Tuesday, December 09, 2014

Talloires Network Leaders Conference

I am here in South Africa to attend the Talloires Network Leaders Conference (TNLC), an international network of hundreds of universities on civic engagement, led by Tufts University.  There are many excellent speakers.  


We were most impressed by Professor Catherine Odora Hoppers of University of South Africa. She pointed out that the area of Africa is larger than the USA and China and India and a host of other countries added together.  She made a strong case of the “Global South” as a state of the mind, rather than a geographical or economical concept.  She also observed that the Europeans and Americans are still dominating the Global South, not with military power anymore, but with culture - they are still colonising Africa without physically being there. 


Here I renew acquaintances with many people from Tufts, Talloires, Campus Compact, Minnesota, …  And I get to make new contacts with people from South Africa, Rwanda, Ghana, Ethiopia, Uganda, Pakistan, Malaysia, …  Many people are genuinely surprised and impressed that our university has made such commitment to and progress in service-learning - that we have 3,000 students (soon to be 4,000) taking credit-bearing courses on SL as a requirement. Many developing countries are inviting us to work with them, when they hear about our work in Rwanda and elsewhere.  Many people also asked about the student-led Occupy Movement in Hong Kong. 

All in all, a very successful conference. 



Saturday, December 06, 2014

4 Nobels

I have always thought of South Africa as Nelson Mandela’s country.  I vaguely remembered that he shared his Nobel Peace Prize with de Klerk, and that earlier, Bishop Tutu also won a Nobel.  But when I got to Nobel Square on Cape Town’s waterfront, there were statues of 4 winners of Nobel Peace Prizes.  The one that I totally missed was Lutuli, who was actually that first one who won a Nobel in 1960 also for his work against apartheid.  The 4 Nobel winners testify to the courage and leadership of the South African people.  


It can also be said that it is the deep racial and social problems in the country that made such courage and leadership necessary.  But which country does not have deep-seated problems?  Yet not too many has produced great man such as Nelson Mandala. 



Wednesday, December 03, 2014

Jogging in South Africa - sunset

I went out jogging again, this time rather late in the afternoon.  The sun was setting and I almost lost my way.  But the view was fantastic.  


For a moment, it felt like I owned the world’s best paintings.  The eastern sky was a cottony pink, white and blue.  The western sky, on the on the other hand, seems to be on fire.  


But it was, of course, just an illusion.   In a split second, all were gone and the path was impossible to follow.  Fortunately, I timed it right and I was almost back at the Spier Hotel. 
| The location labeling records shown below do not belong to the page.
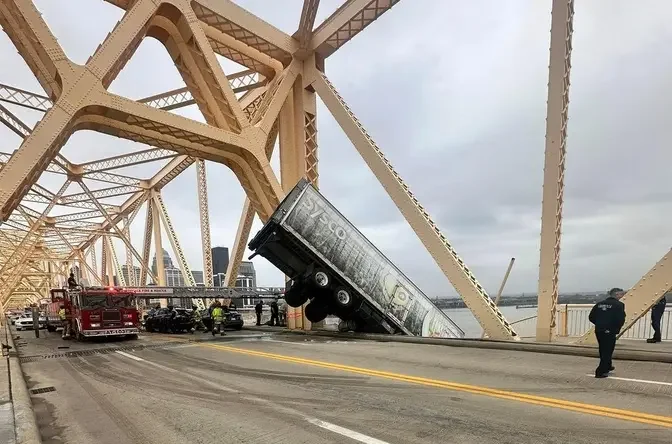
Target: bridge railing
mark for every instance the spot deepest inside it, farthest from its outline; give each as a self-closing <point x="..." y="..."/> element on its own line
<point x="572" y="320"/>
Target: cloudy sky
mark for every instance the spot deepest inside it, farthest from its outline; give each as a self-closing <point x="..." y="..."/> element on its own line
<point x="454" y="92"/>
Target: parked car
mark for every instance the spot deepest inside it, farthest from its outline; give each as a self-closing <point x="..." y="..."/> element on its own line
<point x="232" y="318"/>
<point x="25" y="322"/>
<point x="165" y="320"/>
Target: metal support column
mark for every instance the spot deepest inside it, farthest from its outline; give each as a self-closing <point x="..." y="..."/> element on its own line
<point x="554" y="166"/>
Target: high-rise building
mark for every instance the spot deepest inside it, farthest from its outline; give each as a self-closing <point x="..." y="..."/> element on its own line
<point x="135" y="273"/>
<point x="247" y="275"/>
<point x="77" y="272"/>
<point x="198" y="276"/>
<point x="220" y="259"/>
<point x="167" y="261"/>
<point x="218" y="279"/>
The fact that there was no one to share the view with made it incomplete.  For a moment, however, it was most enjoyable.  And it is hard not to think it was meant for us to enjoy.  









Tuesday, December 02, 2014

Jogging in South Africa



I am in South Africa to attend the Talloires Nework Conference on Service-Learning. Behind the conference hotel in Stellenbosch, there is a huge stretch of land much of which seems to be just growing wild.  


The weather is perfect: 20 degrees C, dry with a clear, blue sky.  I ran for much of an hour on dirt roads without seeing anyone.  I felt completely alone - just me and the wide open field and the mountains - exhilarating.  


Then I saw pieces of white plastic floating over a field in the distance.  When I got closer, they turned out to be free-range chicken being driven back towards their coop.  They seemed just as happy as I was.